Coming up in 2018, we'll see Pinnacle Ridge on the desktop, which is based on the current Summit Ridge architecture. There won't be many big architectural improvements with these processors, although process refinements (12nm FinFET) and optimizations will result in overall clock-for-clock performance uplift compared to Summit Ridge. As you might expect, these processors will remain socket compatible with AM4.
Moving further down the line, we have Mattise -- named after the painter Henri Matisse -- which will see the introduction of Zen 2 cores in 2019. These processors are rumored to be built on a 7nm FinFET process.
On the mobile side of things, Raven Ridge is launching next year with integrated Vega graphics (Socket AM4/Socket FP5 compatibility). Raven Ridge will be replaced by Picasso in 2019. While it will retain the Raven Ridge architecture, this will be a "tock" in the tick/tock cadence, bringing with it performance and power enhancements.

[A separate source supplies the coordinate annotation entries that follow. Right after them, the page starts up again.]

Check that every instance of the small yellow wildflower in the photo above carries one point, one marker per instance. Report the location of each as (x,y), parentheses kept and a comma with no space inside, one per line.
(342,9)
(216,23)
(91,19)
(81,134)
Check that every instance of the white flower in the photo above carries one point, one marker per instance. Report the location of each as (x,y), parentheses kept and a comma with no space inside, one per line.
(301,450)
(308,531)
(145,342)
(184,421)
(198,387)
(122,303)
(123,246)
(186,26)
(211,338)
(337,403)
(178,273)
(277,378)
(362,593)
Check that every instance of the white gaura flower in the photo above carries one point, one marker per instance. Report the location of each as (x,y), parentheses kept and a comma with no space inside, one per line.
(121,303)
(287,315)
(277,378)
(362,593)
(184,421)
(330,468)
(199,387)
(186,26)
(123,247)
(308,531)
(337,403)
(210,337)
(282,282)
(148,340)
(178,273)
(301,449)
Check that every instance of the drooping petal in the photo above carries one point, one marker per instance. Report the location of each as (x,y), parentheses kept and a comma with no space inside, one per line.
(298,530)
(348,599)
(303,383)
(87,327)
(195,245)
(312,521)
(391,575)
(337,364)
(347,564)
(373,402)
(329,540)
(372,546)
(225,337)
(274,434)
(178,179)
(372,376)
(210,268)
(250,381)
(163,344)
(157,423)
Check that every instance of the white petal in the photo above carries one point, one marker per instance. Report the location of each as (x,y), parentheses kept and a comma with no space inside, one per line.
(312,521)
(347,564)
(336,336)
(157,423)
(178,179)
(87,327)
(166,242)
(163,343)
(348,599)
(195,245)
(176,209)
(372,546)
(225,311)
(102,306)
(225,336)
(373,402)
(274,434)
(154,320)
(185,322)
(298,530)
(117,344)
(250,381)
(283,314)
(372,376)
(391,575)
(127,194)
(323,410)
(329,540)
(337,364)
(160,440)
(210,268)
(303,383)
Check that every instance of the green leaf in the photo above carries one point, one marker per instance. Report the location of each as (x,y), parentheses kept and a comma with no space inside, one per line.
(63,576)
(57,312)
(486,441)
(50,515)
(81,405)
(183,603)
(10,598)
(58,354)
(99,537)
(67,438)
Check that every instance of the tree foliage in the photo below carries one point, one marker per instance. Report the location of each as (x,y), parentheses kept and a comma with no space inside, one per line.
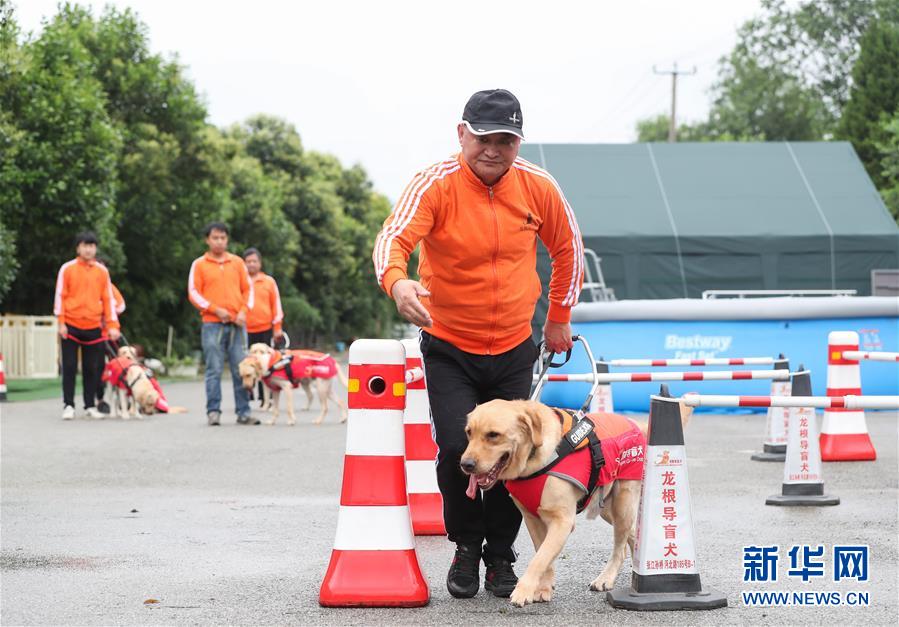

When it comes to standalone graphics, Vega 20 will reportedly debut in Q3 of 2018, and will be based on 12nm FinFET process technology. The only other information gleaned from this additional slide is that Vega 20 will take advantage of the PCIe 4.0 spec.
This is just a small taste of what we can expect from AMD over the next few years, and we're sure that more leaks will be coming in due time. With that being said, we're just happy to see a competitive AMD on both the processor and graphics fronts. Competition is good for innovation and for consumers, as we're seeing with the impending launch of the GeForce GTX 1070 Ti from NVIDIA, and the Core i9-7960X and Core i9-7980XE from Intel.